You outline an interesting but highly unlikely possibility. If the prospective partner wanted an equity position, a more likely scenario would have the company selling newly issued shares. A 20% stake would mean roughly 100 million shares, on a fully diluted basis. And at $20 a share, again using your figure, this would add $2 billion to Mannkind's coffers and value the company at a reasonable $10 billion.
Quite frankly, a deal along these lines would be more than acceptable to me. The sharply improved balance sheet, a strong marketing partner that has an incentive to sell Afrezza, and the $20 purchase price would undoubtedly have the stock moving above $20. As for the notion of dilution resulting from the company selling newly issued shares, there certainly will be no dilution at a $20 price, or anywhere near there.
g_noh, your scenario is ridiculous. In your scenario, when is Al ever going to sell his share if every tender offer is issuance of new shares? The purpose of the tender offer is to sell current ownership share to a new partner/owner.
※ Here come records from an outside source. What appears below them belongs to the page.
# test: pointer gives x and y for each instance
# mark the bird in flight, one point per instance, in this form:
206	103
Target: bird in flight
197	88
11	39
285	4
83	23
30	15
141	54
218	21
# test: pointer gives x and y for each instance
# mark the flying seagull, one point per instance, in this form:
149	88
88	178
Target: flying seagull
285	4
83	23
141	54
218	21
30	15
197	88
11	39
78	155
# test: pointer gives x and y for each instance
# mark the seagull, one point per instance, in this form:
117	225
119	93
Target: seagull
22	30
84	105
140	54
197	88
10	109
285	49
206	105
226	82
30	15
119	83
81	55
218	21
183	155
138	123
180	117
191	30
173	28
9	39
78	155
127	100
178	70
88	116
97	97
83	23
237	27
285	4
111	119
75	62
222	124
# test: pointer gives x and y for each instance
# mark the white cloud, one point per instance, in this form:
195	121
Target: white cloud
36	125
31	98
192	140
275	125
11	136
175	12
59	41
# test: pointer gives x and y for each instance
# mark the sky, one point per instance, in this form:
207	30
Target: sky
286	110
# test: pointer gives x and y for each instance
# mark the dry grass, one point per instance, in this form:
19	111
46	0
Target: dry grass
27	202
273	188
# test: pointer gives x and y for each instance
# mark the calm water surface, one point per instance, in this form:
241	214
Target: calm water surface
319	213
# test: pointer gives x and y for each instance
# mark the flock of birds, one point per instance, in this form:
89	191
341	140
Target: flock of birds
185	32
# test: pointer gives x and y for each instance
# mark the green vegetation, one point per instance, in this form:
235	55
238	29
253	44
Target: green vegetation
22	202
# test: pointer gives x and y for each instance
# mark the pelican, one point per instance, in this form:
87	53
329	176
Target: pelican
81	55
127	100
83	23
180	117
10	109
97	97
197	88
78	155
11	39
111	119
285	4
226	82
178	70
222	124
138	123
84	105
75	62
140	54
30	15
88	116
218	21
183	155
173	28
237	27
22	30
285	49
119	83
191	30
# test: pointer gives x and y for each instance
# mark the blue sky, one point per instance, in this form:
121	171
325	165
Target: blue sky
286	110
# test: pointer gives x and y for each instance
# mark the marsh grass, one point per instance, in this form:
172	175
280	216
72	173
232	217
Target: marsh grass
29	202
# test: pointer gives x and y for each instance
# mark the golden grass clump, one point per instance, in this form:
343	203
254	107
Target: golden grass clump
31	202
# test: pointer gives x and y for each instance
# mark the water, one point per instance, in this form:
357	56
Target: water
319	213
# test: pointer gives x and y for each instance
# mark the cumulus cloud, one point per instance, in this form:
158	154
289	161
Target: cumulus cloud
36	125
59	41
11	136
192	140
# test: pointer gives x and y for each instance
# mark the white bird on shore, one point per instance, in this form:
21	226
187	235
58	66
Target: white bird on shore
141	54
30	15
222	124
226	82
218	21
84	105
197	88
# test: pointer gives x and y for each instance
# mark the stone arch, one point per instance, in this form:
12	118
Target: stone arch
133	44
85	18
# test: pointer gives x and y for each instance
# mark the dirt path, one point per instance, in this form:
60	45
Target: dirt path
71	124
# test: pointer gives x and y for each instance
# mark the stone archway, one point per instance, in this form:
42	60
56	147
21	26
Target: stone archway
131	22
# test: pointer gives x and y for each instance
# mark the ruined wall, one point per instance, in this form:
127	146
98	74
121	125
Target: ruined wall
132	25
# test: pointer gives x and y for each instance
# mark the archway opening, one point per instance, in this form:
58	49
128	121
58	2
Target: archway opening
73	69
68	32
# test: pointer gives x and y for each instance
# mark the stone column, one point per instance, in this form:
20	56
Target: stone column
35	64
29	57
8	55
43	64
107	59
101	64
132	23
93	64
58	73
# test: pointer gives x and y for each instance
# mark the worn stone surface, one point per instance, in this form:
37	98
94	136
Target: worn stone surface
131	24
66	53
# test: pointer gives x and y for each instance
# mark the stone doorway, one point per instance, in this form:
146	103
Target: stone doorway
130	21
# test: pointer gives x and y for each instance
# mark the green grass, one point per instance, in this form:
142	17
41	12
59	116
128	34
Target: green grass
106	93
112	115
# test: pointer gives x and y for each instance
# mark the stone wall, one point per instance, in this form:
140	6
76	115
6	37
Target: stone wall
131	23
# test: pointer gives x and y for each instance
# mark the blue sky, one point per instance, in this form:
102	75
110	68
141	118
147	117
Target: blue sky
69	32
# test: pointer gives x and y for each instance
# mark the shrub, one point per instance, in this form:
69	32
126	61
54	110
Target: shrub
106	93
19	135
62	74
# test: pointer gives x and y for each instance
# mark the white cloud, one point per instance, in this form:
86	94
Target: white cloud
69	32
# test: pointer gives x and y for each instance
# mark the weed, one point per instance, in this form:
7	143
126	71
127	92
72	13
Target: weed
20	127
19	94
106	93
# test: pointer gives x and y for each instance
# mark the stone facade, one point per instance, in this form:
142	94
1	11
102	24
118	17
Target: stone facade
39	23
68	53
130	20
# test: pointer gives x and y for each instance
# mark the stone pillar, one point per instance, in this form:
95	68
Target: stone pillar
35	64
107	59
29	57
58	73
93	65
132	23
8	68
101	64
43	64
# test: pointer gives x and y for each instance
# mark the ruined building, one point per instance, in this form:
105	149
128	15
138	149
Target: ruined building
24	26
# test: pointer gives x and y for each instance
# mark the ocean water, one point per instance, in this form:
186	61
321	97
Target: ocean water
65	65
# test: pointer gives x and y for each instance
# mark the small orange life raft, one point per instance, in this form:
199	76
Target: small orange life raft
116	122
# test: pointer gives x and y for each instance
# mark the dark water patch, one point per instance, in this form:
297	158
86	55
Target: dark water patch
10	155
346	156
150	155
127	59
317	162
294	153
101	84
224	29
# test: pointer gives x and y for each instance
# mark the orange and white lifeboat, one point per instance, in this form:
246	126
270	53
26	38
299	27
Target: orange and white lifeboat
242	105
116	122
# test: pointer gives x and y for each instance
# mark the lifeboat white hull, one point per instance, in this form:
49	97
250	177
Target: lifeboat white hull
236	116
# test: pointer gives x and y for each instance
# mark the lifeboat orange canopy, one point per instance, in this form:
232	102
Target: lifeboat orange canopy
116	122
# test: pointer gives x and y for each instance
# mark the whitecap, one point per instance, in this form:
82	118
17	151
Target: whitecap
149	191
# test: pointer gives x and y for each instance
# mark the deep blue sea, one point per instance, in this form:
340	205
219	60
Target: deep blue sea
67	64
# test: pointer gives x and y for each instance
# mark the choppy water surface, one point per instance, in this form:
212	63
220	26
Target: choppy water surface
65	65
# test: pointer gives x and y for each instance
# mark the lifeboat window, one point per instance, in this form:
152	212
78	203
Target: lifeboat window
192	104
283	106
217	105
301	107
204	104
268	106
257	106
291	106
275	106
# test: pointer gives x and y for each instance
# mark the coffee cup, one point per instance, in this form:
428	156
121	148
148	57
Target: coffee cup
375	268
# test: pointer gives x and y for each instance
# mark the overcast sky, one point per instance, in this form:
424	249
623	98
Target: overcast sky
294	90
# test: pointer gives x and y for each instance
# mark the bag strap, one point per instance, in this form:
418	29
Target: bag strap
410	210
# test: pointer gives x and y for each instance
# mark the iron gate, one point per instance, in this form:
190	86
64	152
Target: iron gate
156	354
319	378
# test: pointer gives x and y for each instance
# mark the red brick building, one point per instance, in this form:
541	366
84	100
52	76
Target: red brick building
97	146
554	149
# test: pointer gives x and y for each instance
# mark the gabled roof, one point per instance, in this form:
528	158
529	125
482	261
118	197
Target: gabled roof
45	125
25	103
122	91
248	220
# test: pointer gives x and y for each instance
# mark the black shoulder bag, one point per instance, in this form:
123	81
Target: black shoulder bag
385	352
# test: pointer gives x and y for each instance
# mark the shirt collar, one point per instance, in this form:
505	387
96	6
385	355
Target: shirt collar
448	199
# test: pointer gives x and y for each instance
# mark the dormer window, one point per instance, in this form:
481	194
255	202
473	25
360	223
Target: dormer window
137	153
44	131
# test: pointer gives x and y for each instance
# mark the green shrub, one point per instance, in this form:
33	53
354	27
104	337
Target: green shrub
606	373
In theory, all shareholders will tender 20% of their shares including Al. In your scneario, Al would have to buy a proportionate share to maintain his equity share of the company. I am sure Al is no longer looking forward to that.
I'm struggling with the concept. I would think that most investors would see the partners willingness (in fact, eagerness) to buy 20 percent of the company at $20 per share would cause most if us to lock our shares away. Heck, the fact of the tender coupled with the partnership announcement might well set the floor on market trades. It might be hard for anyone to get shares for less than $25 or even more if such an announcement were made. My sense of it would be that the impact of such news on the market for the stock might make the deal self defeating.
Sentiment: Strong Buy
I wrestled with that as well. The reason a bidding war might not break out is that at $20 - ish, it is such a large multiple to the current price that some (all you need is 20%) would prefer to tender than to wait another year for the sales figures to begin to roll in. Nevertheless, you raise a good point.
yeh this deal significantly affects the MNKD share price. Hard to know until they release it. Do you still use the assumption sales$$ x 8-10 as a leading indicator of MC? Or is this assumption too generalized in this deal structure?
Pricing a deal like the one described would not have to be done as aggressively as some might think justifiable, because you would only need to offer a price that would capture what in effect would be the valuation expectations of those in the bottom 20%. Another way of thinking about it is that even those who believe the stock will be worth $50 in due time might be willing to take profits on 20% of their holdings at $20 (or some number considered "undervalued" by others). Moreover, Al controls enough of the company to buy all 20% if need be, thus ensuring that the tender offer would be completed.